Toutefois le cas Ivanov n’est pas isolé. Depuis quelques mois, le chef du Kremlin semble avoir entrepris un vaste mouvement de mutation des cadres. Le président des chemins de fer, un des plus gros monopoles d’Etat en Russie, a perdu son poste à la fin de 2015. Vladimir Iakounine était aussi un ami de Vladimir Poutine mais sa proximité avec le « tsar » ne l’a pas sauvé.
Une grouse miraculeuse
Chercheur au Centre Carnegie de Moscou, Konstantin Gaaze raconte que le bruit du remplacement de Iakounine courrait depuis plusieurs mois. En 2013 déjà, celui-ci avait été « littéralement sauvé par une grouse ». La nouvelle de sa disgrâce lui était parvenue alors qu’il partageait avec Poutine une grouse qu’il avait chassée le matin. Il lut à voix haute la dépêche à son hôte et l’affaire fut enterrée.

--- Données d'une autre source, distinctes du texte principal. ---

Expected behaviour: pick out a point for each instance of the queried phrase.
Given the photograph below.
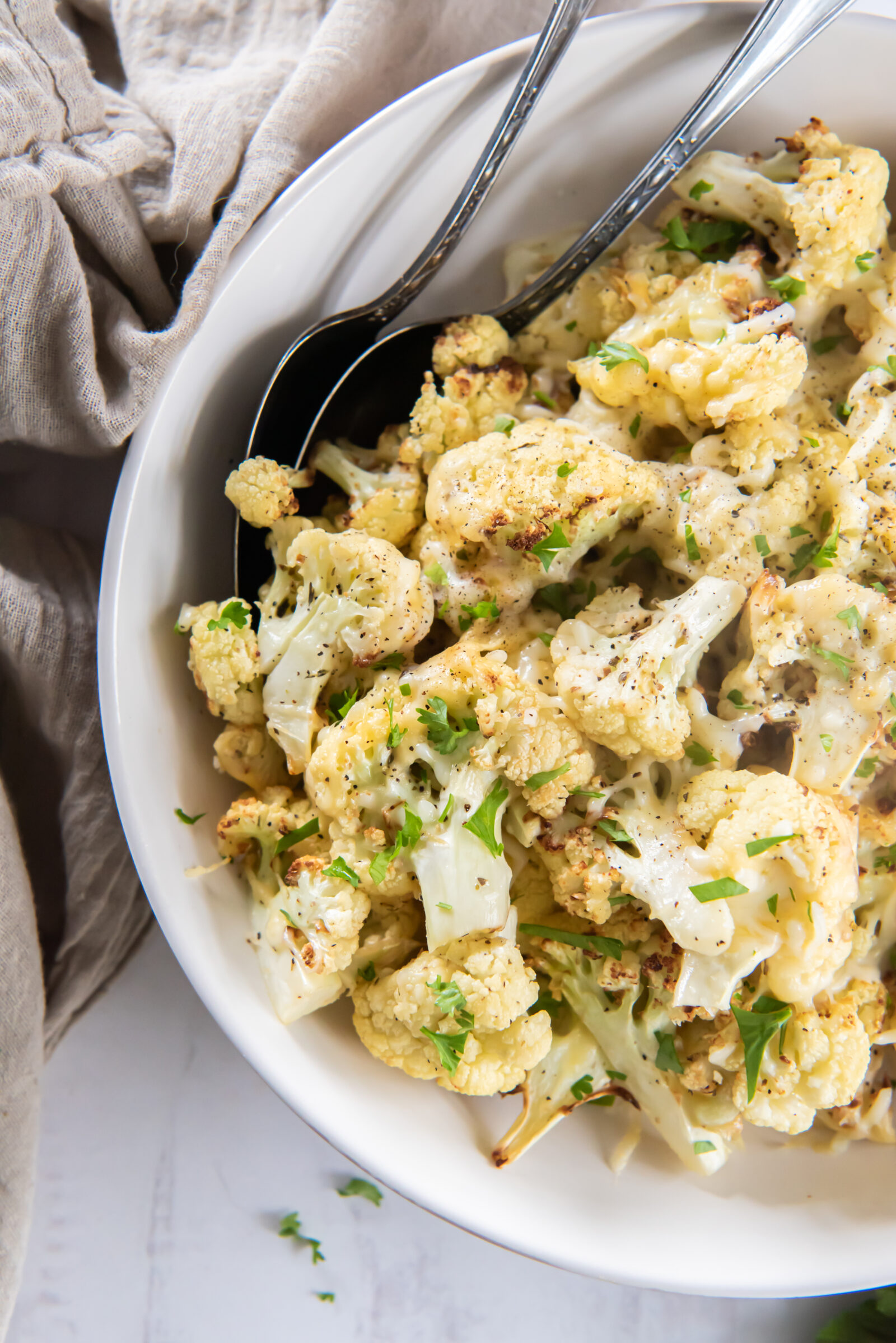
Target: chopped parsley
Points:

D’autres vieux amis sont tombés en disgrâce après avoir bien profité du système, soit dans l’appareil d’Etat, soit dans les grandes entreprises semi-publiques. Mais le temps où Vladimir Poutine avait besoin d’eux pour conforter son pouvoir semble passé. Tatiana Stanovaïa, du Centre de technologies politiques, en explique les raisons.
Avec l’annexion de la Crimée, les sanctions occidentales et la baisse des prix du pétrole, le Kremlin a moins de moyens pour satisfaire l’appétit des oligarques qui pourraient être tentés de poursuivre leurs propres intérêts. Les guerres en Ukraine et en Syrie ont propulsé dans l’entourage de Poutine des militaires et des stratèges sans état d’âme qui planifient des opérations et donnent des conseils professionnels quand le président les leur demande, sans s’interroger sur les arrière-pensées des uns et des autres et sans mettre en jeu des relations personnelles.

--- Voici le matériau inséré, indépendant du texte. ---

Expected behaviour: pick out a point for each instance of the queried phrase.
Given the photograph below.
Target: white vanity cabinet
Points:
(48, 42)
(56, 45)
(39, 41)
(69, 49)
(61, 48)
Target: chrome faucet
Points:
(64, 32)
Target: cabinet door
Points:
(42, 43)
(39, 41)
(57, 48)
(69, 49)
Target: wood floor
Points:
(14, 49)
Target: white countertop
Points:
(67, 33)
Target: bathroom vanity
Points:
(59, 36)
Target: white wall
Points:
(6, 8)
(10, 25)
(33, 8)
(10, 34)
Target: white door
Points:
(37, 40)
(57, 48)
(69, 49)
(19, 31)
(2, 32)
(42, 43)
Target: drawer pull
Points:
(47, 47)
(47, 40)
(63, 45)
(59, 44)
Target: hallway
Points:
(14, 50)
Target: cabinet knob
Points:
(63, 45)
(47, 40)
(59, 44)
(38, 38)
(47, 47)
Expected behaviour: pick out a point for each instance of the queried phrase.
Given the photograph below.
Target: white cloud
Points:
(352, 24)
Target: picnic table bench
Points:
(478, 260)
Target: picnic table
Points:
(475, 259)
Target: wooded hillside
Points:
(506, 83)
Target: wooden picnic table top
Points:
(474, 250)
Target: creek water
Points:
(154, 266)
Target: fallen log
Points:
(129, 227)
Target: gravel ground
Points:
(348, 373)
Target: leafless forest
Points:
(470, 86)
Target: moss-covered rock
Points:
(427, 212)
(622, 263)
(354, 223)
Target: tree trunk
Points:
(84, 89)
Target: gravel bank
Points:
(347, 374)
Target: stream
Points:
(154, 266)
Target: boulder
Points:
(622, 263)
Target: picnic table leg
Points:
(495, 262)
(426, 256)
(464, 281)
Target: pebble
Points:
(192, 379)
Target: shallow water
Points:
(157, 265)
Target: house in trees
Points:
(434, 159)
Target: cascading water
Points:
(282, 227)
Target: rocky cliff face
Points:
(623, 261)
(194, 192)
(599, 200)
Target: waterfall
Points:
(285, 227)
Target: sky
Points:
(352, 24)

Des jeunes technocrates issus des "siloviki"
Dans les années 2000, la loyauté au chef était fondée sur des liens tissés dans un passé plus ou moins commun. Ce n’est plus le cas. Poutine écarte les vieux amis qui l’ont connu dans sa première vie, avant l’accession au Kremlin, voire avant la chute de l’URSS. Ceux qui en savent trop sur lui, même sans aller jusqu’à penser que certains détiendraient des « kompromat », le mot russe pour documents compromettants.

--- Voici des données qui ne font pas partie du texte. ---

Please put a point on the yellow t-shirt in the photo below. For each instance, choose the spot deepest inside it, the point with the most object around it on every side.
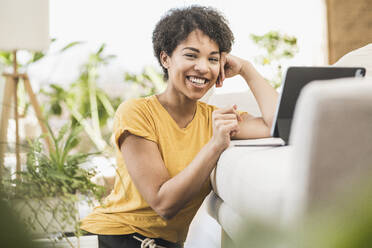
(125, 210)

Il les remplace par de jeunes technocrates, toujours issus des organes de force, les "siloviki", qui ne sont pas (pas encore ?) avides de s’enrichir, qui lui doivent toute leur carrière et qui sont d’autant plus aux ordres qu’ils savent leur situation instable. Le maire libéral et populaire de Iaroslav a été arrêté ainsi que le gouverneur de la région de Kirov, sous couvert de lutte contre la corruption. Des garde du corps du président sont nommés gouverneurs. Une garde nationale, rattachée directement au Kremlin, a été créée pour soustraire la présidence à l’éventuelle pression de la milice (ministère de l’intérieur) et de l’armée. Ainsi Vladimir Poutine prépare les élections législatives de l’automne et son quatrième mandat à partir de 2018.